Memory in RL
Memory architectures in reinforcement learning
Background: Reinforcement learning (RL) is the prevalent framework for the control of agents in high-dimensional environments. In realistic domains, such environments are partially observable, for instance, because the agent needs to act based on vision or sensory inputs or requires reasoning over past actions [1]. It is known that agents require memory to act optimally in partially observable environments.
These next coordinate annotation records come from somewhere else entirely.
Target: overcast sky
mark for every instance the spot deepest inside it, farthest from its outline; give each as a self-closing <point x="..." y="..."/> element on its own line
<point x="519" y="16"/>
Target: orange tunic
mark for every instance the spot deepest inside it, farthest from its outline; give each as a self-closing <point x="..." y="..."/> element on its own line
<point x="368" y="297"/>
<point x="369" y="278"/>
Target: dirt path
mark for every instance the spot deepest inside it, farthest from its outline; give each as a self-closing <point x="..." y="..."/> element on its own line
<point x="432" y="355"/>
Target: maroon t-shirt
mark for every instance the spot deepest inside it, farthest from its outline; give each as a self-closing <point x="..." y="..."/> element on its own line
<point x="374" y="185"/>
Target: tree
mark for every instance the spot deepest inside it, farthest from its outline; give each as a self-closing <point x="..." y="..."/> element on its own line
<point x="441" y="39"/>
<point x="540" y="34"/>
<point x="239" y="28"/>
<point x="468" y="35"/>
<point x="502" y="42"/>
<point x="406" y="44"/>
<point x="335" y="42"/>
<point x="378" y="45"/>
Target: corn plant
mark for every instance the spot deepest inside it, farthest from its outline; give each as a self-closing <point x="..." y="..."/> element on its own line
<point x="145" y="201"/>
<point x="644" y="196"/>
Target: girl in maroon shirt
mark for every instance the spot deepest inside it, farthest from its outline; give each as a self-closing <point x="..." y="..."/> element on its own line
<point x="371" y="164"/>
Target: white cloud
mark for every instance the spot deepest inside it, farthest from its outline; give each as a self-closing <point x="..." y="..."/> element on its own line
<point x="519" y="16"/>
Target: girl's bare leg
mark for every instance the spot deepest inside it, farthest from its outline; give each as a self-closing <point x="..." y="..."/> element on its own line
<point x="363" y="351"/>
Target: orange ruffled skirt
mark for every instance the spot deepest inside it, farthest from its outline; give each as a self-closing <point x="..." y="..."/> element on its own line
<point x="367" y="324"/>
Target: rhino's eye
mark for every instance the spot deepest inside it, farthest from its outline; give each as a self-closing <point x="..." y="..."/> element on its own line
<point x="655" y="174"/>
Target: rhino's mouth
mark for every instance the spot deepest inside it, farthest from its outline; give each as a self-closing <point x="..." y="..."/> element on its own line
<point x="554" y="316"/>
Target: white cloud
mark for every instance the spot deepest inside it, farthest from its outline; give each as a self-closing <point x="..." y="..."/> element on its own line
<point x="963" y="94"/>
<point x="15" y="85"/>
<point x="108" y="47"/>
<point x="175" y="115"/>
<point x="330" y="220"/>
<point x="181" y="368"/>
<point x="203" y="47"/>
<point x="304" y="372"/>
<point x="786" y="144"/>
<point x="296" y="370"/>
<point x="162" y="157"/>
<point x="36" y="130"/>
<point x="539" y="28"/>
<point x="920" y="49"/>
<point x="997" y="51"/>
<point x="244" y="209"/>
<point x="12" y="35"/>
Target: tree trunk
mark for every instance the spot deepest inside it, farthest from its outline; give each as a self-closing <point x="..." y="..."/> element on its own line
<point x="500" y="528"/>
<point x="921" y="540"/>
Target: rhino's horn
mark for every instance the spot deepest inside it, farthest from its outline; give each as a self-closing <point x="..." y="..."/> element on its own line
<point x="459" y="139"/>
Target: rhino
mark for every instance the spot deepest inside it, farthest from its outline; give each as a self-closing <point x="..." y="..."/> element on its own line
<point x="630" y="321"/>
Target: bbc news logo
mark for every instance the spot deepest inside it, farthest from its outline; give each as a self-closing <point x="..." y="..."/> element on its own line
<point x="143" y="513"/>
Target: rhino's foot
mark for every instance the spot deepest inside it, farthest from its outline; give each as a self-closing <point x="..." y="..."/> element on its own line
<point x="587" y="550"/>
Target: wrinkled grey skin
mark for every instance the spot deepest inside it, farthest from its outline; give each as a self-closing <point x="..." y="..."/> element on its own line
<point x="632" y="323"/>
In deep RL, various architectures have been proposed to enable agents with memory, such as recurrent neural networks [2]. However, there is still much progress to be made in (1) how to balance the short- and long-term memory of the agent, (2) how to accurately represent the history of observations of the agent’s environment, and (3) how to learn efficiently with memory.
Project: You can test new memory architectures for (deep) RL algorithms, such as the newly introduced xLSTM [3], and compare it to existing architectures or look into developing a (specialised) architecture to accommodate memory. Your supervisors can supply you with existing code from which you can start working.
Affinity with or the motivation to learn about Markov decision processes and reinforcement learning is a big plus. Starting this project can easily lead you to a bachelor/master thesis and possibly to a scientific publication. Please feel free to reach out to maris.galesloot@ru.nl for any questions.
[1] Recurrent model-free RL can be a strong baseline for many POMDPs. ICML 2022. Ni, Eysenbach, and Salakhutdinov.
[2] Learning belief representations for partially observable deep RL. ICML 2023. Wang, Li, Klassen, Icarte, and McIlraith.
[3] xLSTM: Extended Long Short-Term Memory. arXiv 2024. Maximilian Beck, Korbinian Pöppel, Markus Spanring, Andreas Auer, Oleksandra Prudnikova, Michael Kopp, Günter Klambauer, Johannes Brandstetter, Sepp Hochreiter.